Sobre o que veio a seguir, Dadá nunca falou abertamente, mas a pesquisadora Rosa Bezerra, autora do livro A Representação Social do Cangaço, afirma que há relatos privados da própria Dadá de que ela teria ficado muito doente depois do rapto, após sofrer violência sexual, com febre por semanas.
Dadá não foi a única vítima da brutalidade na família. Ela mesma contou, em entrevista reproduzida no documentário Feminino Cangaço, que os irmãos menores tiveram as pontas dos dedos cortadas à faca, que o pai foi espancado e teve uma orelha cortada e a mãe e as irmãs ficaram cinco dias presas sem comida.

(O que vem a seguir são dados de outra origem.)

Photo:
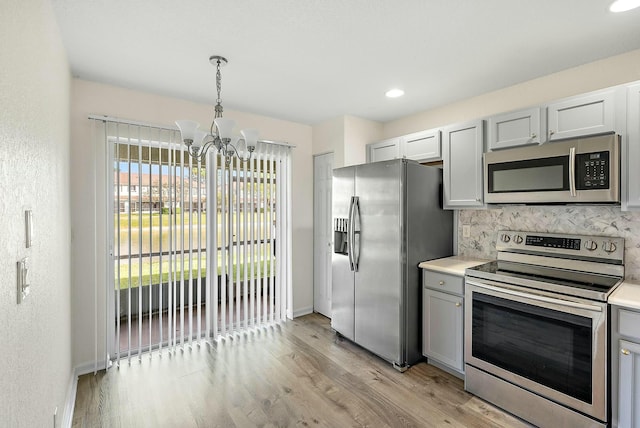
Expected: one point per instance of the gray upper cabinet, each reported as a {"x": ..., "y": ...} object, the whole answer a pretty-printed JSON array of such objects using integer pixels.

Mulheres passaram a ser permitidas no cangaço apenas depois que o chefe, Lampião, conheceu Maria Bonita, em 1930. Essa entrou para o bando voluntariamente. Casada, mas infeliz, apaixonou-se por Lampião e pela ideia de aventura que a vida bandida traria, uma forma de viver que era a antítese da domesticidade reservada a uma mulher de seu tempo.
Frederico Pernambucano de Mello, que estuda o cangaço há mais de 30 anos e se tornou referência no assunto, explica que, “uma vez no bando, a mulher costurava, se quisesse; bordava, se quisesse; cozinhava, se quisesse. Seu status na subcultura do cangaço era superior ao da mulher da cultura pastoril. A cangaceira vivia para se ornamentar e alegrar o cotidiano de dureza do seu homem. Exigia do marido joias, perfumes, brilhantinas, maquiagens”, diz. “A despeito desse luxo, a cangaceira não deixava de ser uma propriedade do marido.”

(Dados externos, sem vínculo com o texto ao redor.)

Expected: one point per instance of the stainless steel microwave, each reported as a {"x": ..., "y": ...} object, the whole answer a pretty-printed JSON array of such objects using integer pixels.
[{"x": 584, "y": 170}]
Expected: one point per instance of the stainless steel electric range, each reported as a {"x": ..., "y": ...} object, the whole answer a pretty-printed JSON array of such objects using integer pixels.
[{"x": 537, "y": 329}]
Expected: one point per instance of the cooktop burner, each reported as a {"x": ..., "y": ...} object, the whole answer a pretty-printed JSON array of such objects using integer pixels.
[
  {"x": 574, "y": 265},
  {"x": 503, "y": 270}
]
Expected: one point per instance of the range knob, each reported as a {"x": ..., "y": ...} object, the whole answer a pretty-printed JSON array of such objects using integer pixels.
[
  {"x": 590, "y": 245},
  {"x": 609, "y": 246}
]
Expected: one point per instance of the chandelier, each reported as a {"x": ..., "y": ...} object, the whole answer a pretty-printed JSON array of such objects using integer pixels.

Dadá era uma exceção não só na forma como entrou mas também por não parecer ter caído nas tentações da riqueza vinda das pilhagens. “Eu aconselhava as outras meninas a não ir. Vê a festa e não sabe o que sofre: dormir no molhado, andar no espinho, fugir tomando tiro, a ruína da sua família... Os períodos de glória e fartura se revezavam com os de miséria”, afirmou.

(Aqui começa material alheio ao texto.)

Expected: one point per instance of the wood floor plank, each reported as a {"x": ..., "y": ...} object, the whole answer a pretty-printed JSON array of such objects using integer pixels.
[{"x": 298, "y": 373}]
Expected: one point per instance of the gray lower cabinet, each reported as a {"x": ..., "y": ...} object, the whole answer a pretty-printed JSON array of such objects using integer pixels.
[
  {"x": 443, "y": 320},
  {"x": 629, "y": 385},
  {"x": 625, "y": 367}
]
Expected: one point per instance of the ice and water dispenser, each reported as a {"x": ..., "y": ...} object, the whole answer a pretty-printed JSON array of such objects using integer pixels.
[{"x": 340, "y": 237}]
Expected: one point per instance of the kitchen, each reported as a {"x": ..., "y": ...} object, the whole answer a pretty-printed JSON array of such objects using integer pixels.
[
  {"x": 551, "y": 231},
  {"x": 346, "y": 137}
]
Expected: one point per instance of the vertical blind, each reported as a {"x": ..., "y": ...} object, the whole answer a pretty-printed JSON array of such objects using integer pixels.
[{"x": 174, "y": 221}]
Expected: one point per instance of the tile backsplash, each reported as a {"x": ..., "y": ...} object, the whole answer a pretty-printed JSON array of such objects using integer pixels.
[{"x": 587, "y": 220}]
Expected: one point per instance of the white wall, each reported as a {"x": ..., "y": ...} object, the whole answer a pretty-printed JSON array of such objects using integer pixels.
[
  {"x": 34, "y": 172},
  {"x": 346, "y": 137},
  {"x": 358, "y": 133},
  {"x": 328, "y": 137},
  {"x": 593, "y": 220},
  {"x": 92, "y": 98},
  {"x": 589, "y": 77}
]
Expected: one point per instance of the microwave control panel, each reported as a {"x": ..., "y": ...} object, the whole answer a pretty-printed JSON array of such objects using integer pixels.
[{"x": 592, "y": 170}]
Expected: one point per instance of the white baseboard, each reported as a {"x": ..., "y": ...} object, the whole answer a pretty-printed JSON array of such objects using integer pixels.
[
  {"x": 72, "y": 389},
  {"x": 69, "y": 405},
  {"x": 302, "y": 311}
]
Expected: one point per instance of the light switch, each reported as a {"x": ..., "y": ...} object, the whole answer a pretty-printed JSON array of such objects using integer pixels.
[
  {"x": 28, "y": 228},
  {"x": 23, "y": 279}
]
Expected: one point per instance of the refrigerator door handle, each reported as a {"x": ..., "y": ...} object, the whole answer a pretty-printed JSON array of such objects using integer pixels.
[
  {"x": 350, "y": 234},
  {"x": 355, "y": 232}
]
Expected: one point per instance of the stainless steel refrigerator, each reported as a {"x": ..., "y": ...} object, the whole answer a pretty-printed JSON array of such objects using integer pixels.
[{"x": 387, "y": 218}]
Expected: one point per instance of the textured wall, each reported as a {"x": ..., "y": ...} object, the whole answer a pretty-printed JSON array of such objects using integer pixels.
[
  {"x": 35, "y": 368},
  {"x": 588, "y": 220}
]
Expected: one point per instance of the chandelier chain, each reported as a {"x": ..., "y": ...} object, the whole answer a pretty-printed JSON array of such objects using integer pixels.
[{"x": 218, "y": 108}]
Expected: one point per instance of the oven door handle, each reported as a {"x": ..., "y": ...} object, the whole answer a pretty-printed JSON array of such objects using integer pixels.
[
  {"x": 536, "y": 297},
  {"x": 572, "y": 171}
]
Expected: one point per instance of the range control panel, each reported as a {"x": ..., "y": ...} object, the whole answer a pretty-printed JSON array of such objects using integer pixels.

O bando chegou a ter entre 50 e 60 mulheres, todas companheiras de algum cangaceiro. Embora a violência fosse uma constante – mulheres adúlteras eram assassinadas ou tinham o rosto marcado com ferro em brasa –, histórias de rapto como o de Dadá eram exceção. A maioria fugia da família para acompanhar um cangaceiro. Um caminho sem volta tanto pelas leis do próprio bando quanto para as leis não escritas da moral sexual do Brasil da primeira metade do século 20.